How to Deal With the Pain

If you lead engineering, this is coming for you, so here is what I would actually do about it.

Name the discomfort instead of pretending it away. Your senior engineers are not being difficult; they are being responsible, and their fear of owning code they did not write is legitimate. Then redirect that exact energy: the time they used to spend guarding the gate is the time you need them to spend building the harness that makes the gate unnecessary. Set the direction clearly and own it, including the risk. When someone on my team said "I want to go there but I cannot fully trust it yet," my answer was that they do not have to believe in it first. I am setting the direction as the person responsible, and if it goes sideways, that is on me. That is the arrangement, really: I get to make the grand pronouncements in meetings, and I also get to be the name at the top of the incident report. You earn the belief by doing the work, not the other way around.

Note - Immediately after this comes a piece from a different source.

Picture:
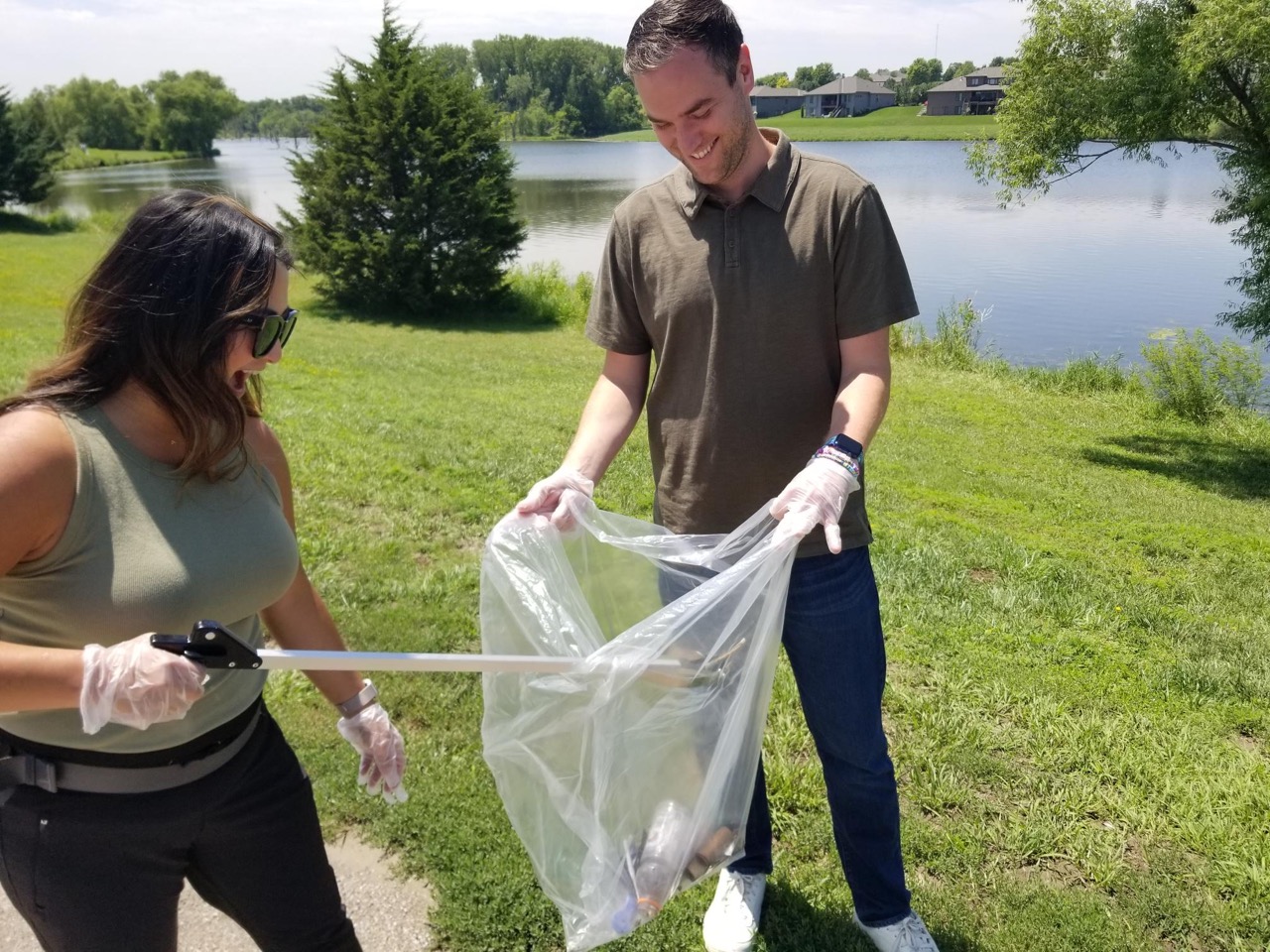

And accept that the ground is moving. The thing that is a painful stretch this month becomes routine in three, because the models and the agent infrastructure are improving faster than our processes can settle. You can keep postponing on the grounds that it is not quite good enough yet, forever, or you can ride the wave while it is still a little bumpy and be standing where it breaks first.

The doors are opening either way. The people closest to your customers are going to start producing. The only real choice is whether you treat that as a threat to manage or the most valuable thing to happen to your product in a decade. I know which one I am betting on. And John from marketing, for what it is worth, is not waiting for either of us to make up our minds.